Following a night of confrontation with the spirits in Charles Dickens’ classic tale, A Christmas Carol, Ebenezer Scrooge experienced a joyous Christmas morning.

“Running to the window, he opened it and put out his head. No fog, no mist; clear, bright, jovial, stirring, cold; cold, piping for the blood to dance to; golden sunlight; heavenly sky; sweet fresh air; merry bells. Oh, glorious! Glorious!
‘What’s today?’ cried Scrooge, calling downward to a boy in Sunday clothes who perhaps had loitered in to look about him.
‘Eh?’ returned the boy with all his might and wonder.
‘What’s today, my fine fellow?’ said Scrooge.
‘Today!’ replied the boy. ‘Why, Christmas Day.’”[

Scrooge was a changed man after his night of struggle. He felt he had a new lease on life. His outlook on life was changed. He experienced joy.

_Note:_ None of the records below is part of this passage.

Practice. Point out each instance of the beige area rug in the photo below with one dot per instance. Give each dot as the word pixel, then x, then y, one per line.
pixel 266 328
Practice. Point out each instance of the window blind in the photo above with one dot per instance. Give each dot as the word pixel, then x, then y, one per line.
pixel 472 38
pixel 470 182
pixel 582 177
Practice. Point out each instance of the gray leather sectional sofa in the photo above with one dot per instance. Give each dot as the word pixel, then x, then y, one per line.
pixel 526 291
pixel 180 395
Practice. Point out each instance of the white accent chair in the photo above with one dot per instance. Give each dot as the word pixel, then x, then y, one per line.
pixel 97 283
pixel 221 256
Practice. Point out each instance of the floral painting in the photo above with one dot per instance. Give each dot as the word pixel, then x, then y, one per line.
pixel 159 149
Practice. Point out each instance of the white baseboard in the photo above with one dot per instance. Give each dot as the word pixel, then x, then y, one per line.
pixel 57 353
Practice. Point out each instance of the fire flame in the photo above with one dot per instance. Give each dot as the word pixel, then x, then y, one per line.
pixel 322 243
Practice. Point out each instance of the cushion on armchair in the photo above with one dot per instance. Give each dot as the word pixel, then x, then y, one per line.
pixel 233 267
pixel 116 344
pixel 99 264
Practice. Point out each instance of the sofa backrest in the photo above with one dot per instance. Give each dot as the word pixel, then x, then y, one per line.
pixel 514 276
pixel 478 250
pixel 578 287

Joy is found throughout the Christmas story. It was promised to Zechariah that the birth of his son John the Baptist, the one who would introduce Jesus to the world, would bring “. . . joy and gladness, and many will rejoice at his birth . . .” (Luke 1:13 NRSV). His wife Elizabeth, the mother of John the Baptist, felt that the child in her womb “leaped for joy” (Luke 1:44) when Mary came to visit her. The angelic messenger told the shepherds that he was bringing them “. . . good news of great joy for all the people” (Luke 2:10 NRSV), and after they had found and worshiped the infant Jesus, the shepherds returned to their flocks “. . . glorifying and praising God for all they had heard and seen . . .” (Luke 2:20 NRSV). Even the Magi who came later to visit the newborn King were “overwhelmed with joy” when the star led them to find Jesus (Matthew 2:10).

The apostle John wrote that the message of the coming of Jesus to the world was a message that brings joy in the telling.

We declare to you what was from the beginning, what we have heard, what we have seen with our eyes, what we have looked at and touched with our hands, concerning the word of life – this life was revealed, and we have seen it and testify to it, and declare to you the eternal life that was with the Father and was revealed to us – we declare to you what we have seen and heard so that you also may have fellowship with us; and truly our fellowship is with the Father and with his Son Jesus Christ. We are writing these things so that our joy may be complete. (1 John 1:1-4 NRSV)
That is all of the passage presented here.